Fig. 1: Myeloid clones with 5q and 7q deletions have complex genomes, biallelic pathogenic/likely pathogenic TP53 variants and poor overall survival.

A Schematic of cohort. One hundred and three cases from patients with a diagnosis of a myeloid malignancy and with conventional chromosome and/or FISH studies demonstrating either normal karyotype (NK), 7q deletion (7q del), 5q deletion (5q del), 5q and 7q deletion (5q/7q del). Eighty-nine patients had sequencing (NGS or PCR-based) to identify sequence variants, 69 had MPseq to identify CNV and SV, and 95 samples had data available for assessment of overall survival. B Circos plots depicting CNVs and SVs detected by MPseq in each subtype. The outermost histogram (red) displays genomic losses, with axes rings representing the 20, 40, 60, 80, and 100% number of events per 1Mb window.

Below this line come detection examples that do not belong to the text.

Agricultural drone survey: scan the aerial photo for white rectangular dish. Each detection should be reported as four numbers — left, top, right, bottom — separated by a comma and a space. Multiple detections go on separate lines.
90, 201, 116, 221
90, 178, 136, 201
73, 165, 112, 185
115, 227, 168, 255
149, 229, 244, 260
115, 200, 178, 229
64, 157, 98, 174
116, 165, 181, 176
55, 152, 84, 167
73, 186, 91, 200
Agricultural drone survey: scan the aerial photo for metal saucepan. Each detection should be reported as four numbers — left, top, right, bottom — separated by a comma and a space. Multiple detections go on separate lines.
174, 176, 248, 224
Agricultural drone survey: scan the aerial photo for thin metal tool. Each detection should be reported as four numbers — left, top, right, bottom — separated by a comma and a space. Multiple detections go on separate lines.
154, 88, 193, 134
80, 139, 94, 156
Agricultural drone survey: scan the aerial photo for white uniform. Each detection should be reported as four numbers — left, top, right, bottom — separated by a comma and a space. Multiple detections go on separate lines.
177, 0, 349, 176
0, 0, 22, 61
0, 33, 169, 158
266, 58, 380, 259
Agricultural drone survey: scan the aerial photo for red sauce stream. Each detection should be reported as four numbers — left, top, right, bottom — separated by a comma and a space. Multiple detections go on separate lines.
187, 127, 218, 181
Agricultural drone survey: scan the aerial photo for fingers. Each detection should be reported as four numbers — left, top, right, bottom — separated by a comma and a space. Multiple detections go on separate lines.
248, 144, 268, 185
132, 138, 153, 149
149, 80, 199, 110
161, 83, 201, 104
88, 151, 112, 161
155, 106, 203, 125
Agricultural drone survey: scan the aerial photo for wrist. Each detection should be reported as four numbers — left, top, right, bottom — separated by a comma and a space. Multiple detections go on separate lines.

The next histogram (blue) displays genomic gains, with axes rings representing the 20, 40, 60, 80, and 100% number of events per 1Mb window. Inner links (black) represent translocation and inversion events, with lines indicating positions along the chromosome. C TP53 deletion determined by FISH or MPseq and single nucleotide variant (SNV) status. Biallelic status requires evidence of deletion and SNV, or two pathogenic/likely pathogenic SNVs or one SNV over 80% VAF. D Overall survival probability using NK, 5q and 7q patient status (N = 95 samples) and in E. TP53 variant status (N = 81). Survival curves analysis was done using the Kaplan–Meier method and Log rank (Mantel–Cox) was run to determine the difference in the survival distribution among all four study subtypes. Eight patients were removed due to lack of follow-up data. Survival and AML diagnosis date was obtained from the medical record. The date of diagnosis reflects the original AML diagnosis. In D, 5q/7q del (blue line), 5q del (green line), 7q del (red line), and NK (purple line). In E, biallelic TP53 variants (blue line), monoallelic TP53 variants (green line), and normal TP53 status (red line).